Message ID | 20200226111851.55348-4-yuyufen@huawei.com (mailing list archive) |
---|---|
State | New, archived |
Headers | show |
Series | bdi: fix use-after-free for bdi device | expand |
Hello, It might be better to put this patch at the end rather than in the middle so that when this patch is applied things are actually fixed. > +struct bdi_rcu_device { > + struct device dev; > + struct rcu_head rcu_head; > +}; (cc'ing Greg) Greg, block layer switches association between backing_device_info and its struct device and needs to protect it with RCU. Yufen did so by introducing a wrapping struct around struct device like above. Do you think it'd make sense to just embed rcu_head into struct device and let put_device() to RCU release by default? Thanks.
On Wed, Mar 04, 2020 at 12:05:43PM -0500, Tejun Heo wrote: > Hello, > > It might be better to put this patch at the end rather than in the > middle so that when this patch is applied things are actually fixed. > > > +struct bdi_rcu_device { > > + struct device dev; > > + struct rcu_head rcu_head; > > +}; > > (cc'ing Greg) > > Greg, block layer switches association between backing_device_info and > its struct device and needs to protect it with RCU. Yufen did so by > introducing a wrapping struct around struct device like above. Do you > think it'd make sense to just embed rcu_head into struct device and > let put_device() to RCU release by default? Ugh, I was dreading the fact that this day might sometime come... In theory, the reference counting for struct device shouldn't need to use rcu at all, right? what is driving the need to use rcu for backing_device_info? Are these being destroyed/used so often that rcu really is the best solution and the existing reference counting doesn't work properly? Some context is needed here. thanks, greg k-h
On Wed, Mar 04, 2020 at 06:22:21PM +0100, Greg Kroah-Hartman wrote: > On Wed, Mar 04, 2020 at 12:05:43PM -0500, Tejun Heo wrote: > > Hello, > > > > It might be better to put this patch at the end rather than in the > > middle so that when this patch is applied things are actually fixed. > > > > > +struct bdi_rcu_device { > > > + struct device dev; > > > + struct rcu_head rcu_head; > > > +}; > > > > (cc'ing Greg) > > > > Greg, block layer switches association between backing_device_info and > > its struct device and needs to protect it with RCU. Yufen did so by > > introducing a wrapping struct around struct device like above. Do you > > think it'd make sense to just embed rcu_head into struct device and > > let put_device() to RCU release by default? > > Ugh, I was dreading the fact that this day might sometime come... > > In theory, the reference counting for struct device shouldn't need to > use rcu at all, right? what is driving the need to use rcu for > backing_device_info? Are these being destroyed/used so often that rcu > really is the best solution and the existing reference counting doesn't > work properly? > > Some context is needed here. Ah, would help if I just read the whole patch series, that helps... Something is odd if kobj->name is the problem here, let me look at the patches in full. thanks, greg k-h
Hello, On Wed, Mar 04, 2020 at 06:22:21PM +0100, Greg Kroah-Hartman wrote: > Ugh, I was dreading the fact that this day might sometime come... > > In theory, the reference counting for struct device shouldn't need to > use rcu at all, right? what is driving the need to use rcu for Lifetime rules in block layer are kinda nebulous. Some of it comes from the fact that some objects are reused. Instead of the usual, create-use-release, they get repurposed to be associated with something else. When looking at such an object from some paths, we don't necessarily have ownership of all of the members. > backing_device_info? Are these being destroyed/used so often that rcu > really is the best solution and the existing reference counting doesn't > work properly? It's more that there are entry points which can only ensure that just the top level object is valid and the member objects might be going or coming as we're looking at it. Thanks.

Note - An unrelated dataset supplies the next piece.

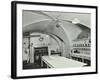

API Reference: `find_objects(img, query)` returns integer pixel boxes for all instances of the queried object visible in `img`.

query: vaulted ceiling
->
[22,10,90,56]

On Wed, Mar 04, 2020 at 01:50:56PM -0500, Tejun Heo wrote: > > Lifetime rules in block layer are kinda nebulous. Some of it comes > from the fact that some objects are reused. Instead of the usual, > create-use-release, they get repurposed to be associated with > something else. When looking at such an object from some paths, we > don't necessarily have ownership of all of the members. I wonder if the current rules should be better documented, and that perhaps we should revisit some of them so we can tighten them down? For things that are likely to be long-lived, such as anything corresponding to a bdi or block device, perhaps it would be better if the lifetime rules can be made tighter? The cost of needing to release and reallocate longer lived objects is going to be negligible, and benefits of improving code readability, reliability, and robuestness might be well worth it. - Ted
Hello, On Wed, Mar 04, 2020 at 02:10:26PM -0500, Theodore Y. Ts'o wrote: > On Wed, Mar 04, 2020 at 01:50:56PM -0500, Tejun Heo wrote: > > Lifetime rules in block layer are kinda nebulous. Some of it comes > > from the fact that some objects are reused. Instead of the usual, > > create-use-release, they get repurposed to be associated with > > something else. When looking at such an object from some paths, we > > don't necessarily have ownership of all of the members. > > I wonder if the current rules should be better documented, and that > perhaps we should revisit some of them so we can tighten them down? Oh yeah, that'd be nice for sure. We've been papering over stuff constantly for probably over a decade now. It'd be really nice if we could clean the house and have sane nominal lifetime rules for block objects. > For things that are likely to be long-lived, such as anything > corresponding to a bdi or block device, perhaps it would be better if > the lifetime rules can be made tighter? The cost of needing to > release and reallocate longer lived objects is going to be negligible, > and benefits of improving code readability, reliability, and > robuestness might be well worth it. I full-heartedly agree. It's just a lot of historical accumulation and not a lot of manpower directed at cleaning it up. Thanks.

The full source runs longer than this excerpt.